If you are not intending to breed from your new puppy when he or she becomes an adult, then neutering your pet would be advisable. Spaying your female will have medical benefits; it can prevent mammary tumours later in life, pyometra (a potentially life-threatening infection of the womb), ovarian and uterine cancer. It will also stop her from coming into heat every six months, where it is usual for bitches to spot blood from the vulva for seven to ten days.

For male dogs, castration prevents testicular cancer, reduces the incidence of prostatic disease, anal tumours and male dominant testosterone fuelled behaviour.

We recommend neutering from five months of age. Your pet will need to be starved overnight, then they will spend the day at the surgery. They will receive a pre-med and painkilling injection before having the operation, and should be ready to come home the same afternoon. Read more about pre-operation procedures here.

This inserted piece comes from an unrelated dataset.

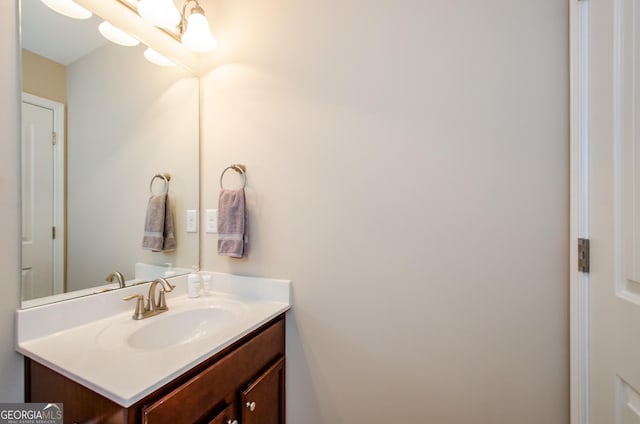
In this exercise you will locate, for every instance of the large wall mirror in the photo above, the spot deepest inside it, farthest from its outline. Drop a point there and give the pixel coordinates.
(119, 121)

The most susceptible time in a puppy’s life to experience and react to situations is between seven and 12 weeks of age. This is called the socialisation period. It is a great time to socialise your pup with other dogs but this needs to be in safe environments; not on the streets or in parks, but in gardens or friend’s houses who have fully vaccinated sociable dogs.

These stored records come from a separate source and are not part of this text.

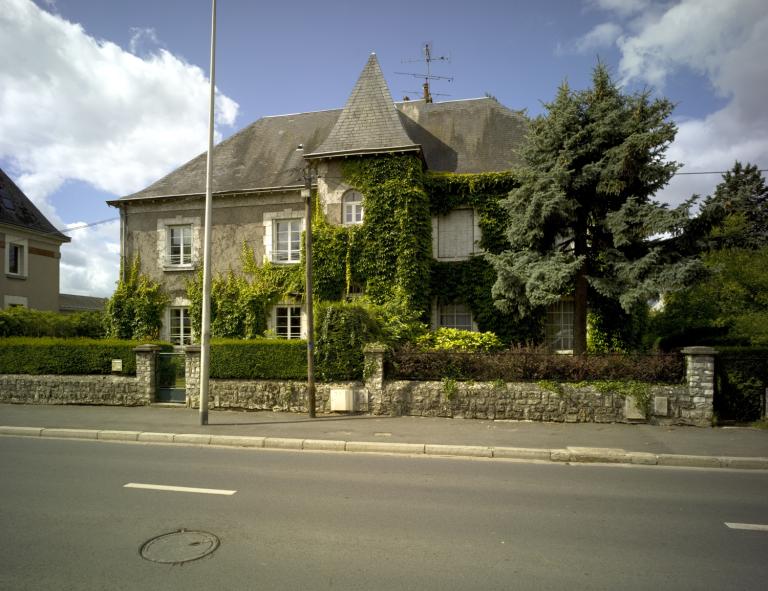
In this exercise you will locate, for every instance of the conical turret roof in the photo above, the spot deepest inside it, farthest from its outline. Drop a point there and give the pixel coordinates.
(369, 122)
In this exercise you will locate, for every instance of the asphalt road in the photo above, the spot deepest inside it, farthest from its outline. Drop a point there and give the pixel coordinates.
(330, 521)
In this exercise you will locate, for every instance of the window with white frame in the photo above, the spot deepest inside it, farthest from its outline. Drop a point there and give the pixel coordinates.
(180, 326)
(14, 302)
(455, 316)
(288, 321)
(559, 326)
(455, 235)
(352, 206)
(180, 245)
(16, 261)
(286, 241)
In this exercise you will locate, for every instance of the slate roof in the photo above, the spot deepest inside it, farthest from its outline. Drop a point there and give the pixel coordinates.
(369, 122)
(17, 210)
(464, 136)
(69, 302)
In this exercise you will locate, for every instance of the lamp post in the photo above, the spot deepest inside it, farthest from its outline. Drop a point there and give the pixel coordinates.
(205, 337)
(306, 192)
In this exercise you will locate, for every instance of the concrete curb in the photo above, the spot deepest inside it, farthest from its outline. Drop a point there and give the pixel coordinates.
(569, 455)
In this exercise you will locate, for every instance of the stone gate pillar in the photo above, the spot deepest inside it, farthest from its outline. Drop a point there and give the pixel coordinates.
(700, 376)
(146, 371)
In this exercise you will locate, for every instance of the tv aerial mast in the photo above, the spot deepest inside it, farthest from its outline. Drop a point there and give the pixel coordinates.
(428, 59)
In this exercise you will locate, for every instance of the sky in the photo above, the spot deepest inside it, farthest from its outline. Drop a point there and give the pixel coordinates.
(100, 98)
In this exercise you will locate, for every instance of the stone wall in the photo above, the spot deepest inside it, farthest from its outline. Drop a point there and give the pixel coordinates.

Puppy parties and training classes are ideal and will mostly take your puppy after the first vaccination. Your puppy will become well socialised and you may pick up some useful pointers on training. Socialisation is an incredibly important part of your puppy’s life. It will give him or her the best chance of becoming a socially balanced adult.

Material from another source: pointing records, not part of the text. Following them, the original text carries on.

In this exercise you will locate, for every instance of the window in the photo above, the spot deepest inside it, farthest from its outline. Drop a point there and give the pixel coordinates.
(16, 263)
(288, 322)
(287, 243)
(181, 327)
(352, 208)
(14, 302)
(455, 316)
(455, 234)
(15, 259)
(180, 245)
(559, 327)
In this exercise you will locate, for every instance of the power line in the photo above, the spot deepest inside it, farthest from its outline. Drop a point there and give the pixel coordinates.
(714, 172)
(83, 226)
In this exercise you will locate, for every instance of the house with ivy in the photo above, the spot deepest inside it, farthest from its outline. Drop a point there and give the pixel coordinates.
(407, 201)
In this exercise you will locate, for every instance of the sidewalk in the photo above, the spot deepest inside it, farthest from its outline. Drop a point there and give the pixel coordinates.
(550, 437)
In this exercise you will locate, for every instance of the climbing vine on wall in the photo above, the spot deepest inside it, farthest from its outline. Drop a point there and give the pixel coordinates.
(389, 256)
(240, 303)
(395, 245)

It is also important to get your puppy used to loud noises (such as vacuum cleaners, loud bangs), the noise of traffic (you can achieve this by carrying your puppy down busy roads), children playing and general household noises.

An finally, it is essential to get your puppy used to being handled and checked over. Getting them used to having their mouth opened and ears and feet checked will enable you to do these things later in life and will make veterinary checks less stressful in the future. This can be incorporated into play time and can strengthen the bond between you and your puppy.


The amount of exercise your puppy needs is a controversial subject. It is best to instigate a regular and consistent exercise regime for your puppy, rather than providing the occasional long walk. It is best to avoid ‘high impact’ exercises whilst your puppy is growing (such as chasing balls and frisbees) as this can put a lot of pressure on the growing joints.


This is very much an individual choice. It depends on what you want from your policy and what level of cover you require. Lifelong policies are best as they cover your dog for life rather than for a specified period or up to a certain sum. We have a selection of insurance leaflets at the surgery and are happy to advise you, but the final choice is yours. Just remember to always read the small print!